We walked for miles. It was hot. I should have taken water and brought a hat, I was wilting.

We crossed the bridge over the Golden Horn into Beyoglu and got something to drink.

Too pooped to keep going, we tried to get a cab back but the taxi driver wouldn’t go into Taksim with the riots. Another, much braver, shrugged his shoulders and said for 20 TL he’d take us.

We agreed and gratefully climbed in.

We got caught in the traffic and then in the haphazard knot of tiny streets, going forward a bit then reversing, probing, trying different routes to try to get through. We could hear chanting and saw protesters running, with gas masks on their face. I inhaled a lungful of pepper from the tear gas, and sneezed. We quickly rolled the windows up and suffered in the stuffy heat as my eyes itched and my nose burned. Not for the first time on this trip I had to cover my nose.

Eventually our intrepid cabby got out of the narrow streets and up into the wider main roads that led up to Taksim.

We could see clouds and clouds of tear gas, and could hear the thud as the police shot yet more canisters off – we couldn’t see what or who they were shooting at. There was no one there – a couple of people scuttling past – an old lady nearly falling in the gutter … none of whom were part of the hardcore rioting team. I’m no police strategician, but the air was thick with gas, and the only people around was me, my colleague and our brave determined cabby. Did they really need to fire more off?

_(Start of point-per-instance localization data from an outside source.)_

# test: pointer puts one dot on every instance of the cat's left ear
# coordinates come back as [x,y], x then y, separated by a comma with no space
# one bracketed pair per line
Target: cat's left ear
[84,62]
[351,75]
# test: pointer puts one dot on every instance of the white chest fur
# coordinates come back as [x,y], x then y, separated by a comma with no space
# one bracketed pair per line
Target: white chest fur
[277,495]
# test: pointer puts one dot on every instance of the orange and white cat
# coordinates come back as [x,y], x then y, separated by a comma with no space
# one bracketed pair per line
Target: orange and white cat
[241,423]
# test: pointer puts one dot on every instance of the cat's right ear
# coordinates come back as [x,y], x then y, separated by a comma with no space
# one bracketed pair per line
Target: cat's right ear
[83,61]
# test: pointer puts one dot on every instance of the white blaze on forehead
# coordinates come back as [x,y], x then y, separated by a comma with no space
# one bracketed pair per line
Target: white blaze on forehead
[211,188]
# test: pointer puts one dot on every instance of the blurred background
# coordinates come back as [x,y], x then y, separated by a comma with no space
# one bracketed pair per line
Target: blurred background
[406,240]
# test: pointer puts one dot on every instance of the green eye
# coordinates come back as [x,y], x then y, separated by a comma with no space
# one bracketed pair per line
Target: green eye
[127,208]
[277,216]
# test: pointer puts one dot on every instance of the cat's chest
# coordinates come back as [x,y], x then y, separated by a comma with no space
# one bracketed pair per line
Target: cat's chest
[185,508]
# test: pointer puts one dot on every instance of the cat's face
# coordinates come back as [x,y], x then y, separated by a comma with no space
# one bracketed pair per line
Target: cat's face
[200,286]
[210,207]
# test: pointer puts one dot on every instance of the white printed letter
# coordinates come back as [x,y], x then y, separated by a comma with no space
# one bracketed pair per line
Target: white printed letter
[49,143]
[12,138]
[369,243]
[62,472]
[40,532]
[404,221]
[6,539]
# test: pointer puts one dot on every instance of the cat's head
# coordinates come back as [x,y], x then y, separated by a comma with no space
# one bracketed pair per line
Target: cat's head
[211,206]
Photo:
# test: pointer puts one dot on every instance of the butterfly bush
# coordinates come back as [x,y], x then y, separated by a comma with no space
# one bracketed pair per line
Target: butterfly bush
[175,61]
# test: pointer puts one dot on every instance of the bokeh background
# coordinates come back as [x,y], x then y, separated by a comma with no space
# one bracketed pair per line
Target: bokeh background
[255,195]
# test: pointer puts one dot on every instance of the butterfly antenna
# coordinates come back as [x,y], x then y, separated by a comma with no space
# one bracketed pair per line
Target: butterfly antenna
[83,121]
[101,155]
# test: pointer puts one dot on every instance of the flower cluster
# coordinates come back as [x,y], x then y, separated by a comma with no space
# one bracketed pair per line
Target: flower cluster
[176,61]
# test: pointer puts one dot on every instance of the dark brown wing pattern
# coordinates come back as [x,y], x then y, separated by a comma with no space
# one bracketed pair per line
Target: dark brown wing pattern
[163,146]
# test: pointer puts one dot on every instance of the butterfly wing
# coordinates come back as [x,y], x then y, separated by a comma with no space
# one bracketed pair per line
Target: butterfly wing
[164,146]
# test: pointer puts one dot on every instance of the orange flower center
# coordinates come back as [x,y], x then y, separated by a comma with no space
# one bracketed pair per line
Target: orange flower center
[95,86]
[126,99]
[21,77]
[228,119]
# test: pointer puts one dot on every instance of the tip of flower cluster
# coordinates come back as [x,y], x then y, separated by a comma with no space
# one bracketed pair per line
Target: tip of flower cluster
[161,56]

He pushed on. Right through the middle of it – we couldn’t see anything for the clouds of white gas. Then we saw people running, police charging, water canons firing, and more and more clouds billowing up – even with the windows closed we could smell it and I had to breathe through my hanky.

We got to the hotel and gave a 50% tip – he’d deserved it. Yes, he had a thick moustache that made me dislike him at first, but he’d bravely delivered and I happily revised my view of him.

We walked down to get some food at Sehzade§. We ordered Turkish beer¶ and sat by the window, listening to the roar of protest and tear gas.

Here was the view:

The edge of the riots in Istanbul
The edge of the riots in Istanbul

We had to close the windows when the tear gas got closer, I could smell it and taste it in my mouth, but obviously I didn’t stop eating.

The next morning our car turned up two hours early.

BBC News had shown protesters already crossing the bridge into Besiktas and the Police were hard at it with their gas and water crowd-control solutions, trying to persuade them to turn back. Our cab got through easily, the roads were strewn with rubble, including right outside the Sehzade restaurant where we’d eaten the night before, but there was no trouble. We got to the airport four hours early and now here I am, just hitting turbulence somewhere high above what I guess is Italy, three seats to myself in row 19 on a 737.

I’m going to read my book now.



* Once he’d plugged the headphones into the right socket, he kept shouting out, unaware that you don’t have to holler above the din with headphones (that’s the whole point of headphones). His wife kept shushing him.

† I was impressed with Turkish Airlines. It was comfortable and there was free food and drink, including a free cube of Turkish Delight (although just one drinks service on a four-hour flight?). I have spent so long flying low-cost and seriously low-quality carriers (mentioning no names) that I’d forgotten about proper airlines.

‡ Always read the FCO’s Travel Advice before travelling. As a former member of the British Consular team, I perhaps should have known this.

§ I’d intended to go in Sehzade restaurant the night before – it looked nice and had a great range of Turkish fayre. It was only as I was going in that I saw a sign saying “Girls” and decided to back out. Not my style. I’m not into that kind of gentleman’s entertainment. I went for a pizza instead. Later my colleague kindly pointed out that it said “Giris” which is Turkish for entrance, so we gave it a shot. I’d felt silly travelling to Istanbul and then having a pizza so this was good. Unfortunately I’d had meat for lunch at the conference and didn’t fancy anything heavy, so in the end I had pasta. You’ve got to hand it to the Italians, what they lack in public administration skills they make up for in the kitchen.

¶ The Turkish beer turned out be lukewarm Millers, brewed in Milwaukee, Wisconsis, USA. We drank it anyway, first fishing out the lemon slice\\. For the second round, I pointed out the non-Turkish nature of the American lager and he brought two glasses of chilled Efes instead.

\\ The USA has a poor reputation for beer, but this is unfair – although understandable considering their most famous international brands. When I lived in the US I would make light work of a few bottles of Buzzards Bay of a weekend and I can recommend exploring the many smaller brands and micro-breweries if you’re ever there.